A major strength of GBD weights is the clarity of their derivation process. For example, in GBD-2013, 30,000 web responses contributed to the revision of the HIV-negative TB weight (from 0.331 to 0.333). However, one might question the extent to which the respondent pool, from the USA and several countries in Europe, is representative of the populations identified in our review (Electrionic Supplementary Material Table A3; Figs. A2, A3). While acknowledging the complexities in conducting GBD studies—and GBD’s remit extending far beyond TB—it is notable that most DALY CEAs are conducted in infectious diseases, predominantly in LMICs [144]. Given this context, there is an argument for enhanced data collection in key and underserved populations. Furthermore, given the substantial variation in individual TB-experiences, particularly disparities between experiences of MDR-TB and DS-TB treatment, our findings support collection of primary health-related quality of life data for CEA when possible.

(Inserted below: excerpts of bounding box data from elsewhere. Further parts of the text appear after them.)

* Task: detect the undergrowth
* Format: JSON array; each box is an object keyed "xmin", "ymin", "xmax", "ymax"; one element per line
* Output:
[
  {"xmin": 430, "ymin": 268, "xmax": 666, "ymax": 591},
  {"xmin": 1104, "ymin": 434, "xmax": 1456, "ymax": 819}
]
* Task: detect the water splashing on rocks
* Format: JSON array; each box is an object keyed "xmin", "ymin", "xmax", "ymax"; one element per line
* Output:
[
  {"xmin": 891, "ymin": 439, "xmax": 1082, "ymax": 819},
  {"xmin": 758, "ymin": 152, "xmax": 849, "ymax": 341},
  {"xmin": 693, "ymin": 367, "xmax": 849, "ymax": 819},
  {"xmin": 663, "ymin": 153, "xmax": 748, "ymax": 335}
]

Our study has several limitations. First, the two-stage process of full-review and partial-review employed by Tufts in compiling the CEA registry omits articles in journals with impact factor < 2 unless published in one of their priority journals. Any such studies will not have been included in our review. Furthermore, in one instance we were unable to locate a manuscript and were additionally unsuccessful in locating supplementary material for two further manuscripts, receiving no response from contact authors. Furthermore, while we had set out to collect data on duration of weight application, this variable was dropped in analysis due to widespread ambiguity in reporting. Additionally, we acknowledge that there may be some HIV-focussed studies undetected in our extended search which included TB weights. While this study’s focus was on DALYs, it is acknowledged that future discussions of how we measure TB morbidity will inevitably require a comprehensive understanding of the landscape of TB CEA studies which utilise the QALY; our review revealed that few studies calculate both measures in parallel [38, 65]. While sharing similarities, QALYs and DALYs have structural differences, and further exploration of the mechanisms by which QALYs and DALY evaluations differ would be valuable. Finally, given that our review specifically aimed to document the use of TB weight values, we did not examine the impact of these values on cost-effectiveness outcomes within studies. Such investigations could be pursued in a future meta-analysis.

5 Conclusions

Considering the future roadmap for TB research and anticipated investments, high-quality research is essential for informed decision-making. While this study reveals inconsistencies in current disability weight methodologies and reporting, we have confidence our recommendations could aid in their standardisation. While GBD disability weights are favoured within TB DALY literature, our findings show that researchers are utilising additional weights in conjunction that extend beyond the scope permitted by GBD weights alone. This suggests an intent to capture the broader non-fatal effects of TB more comprehensively than GBD weights typically accommodate.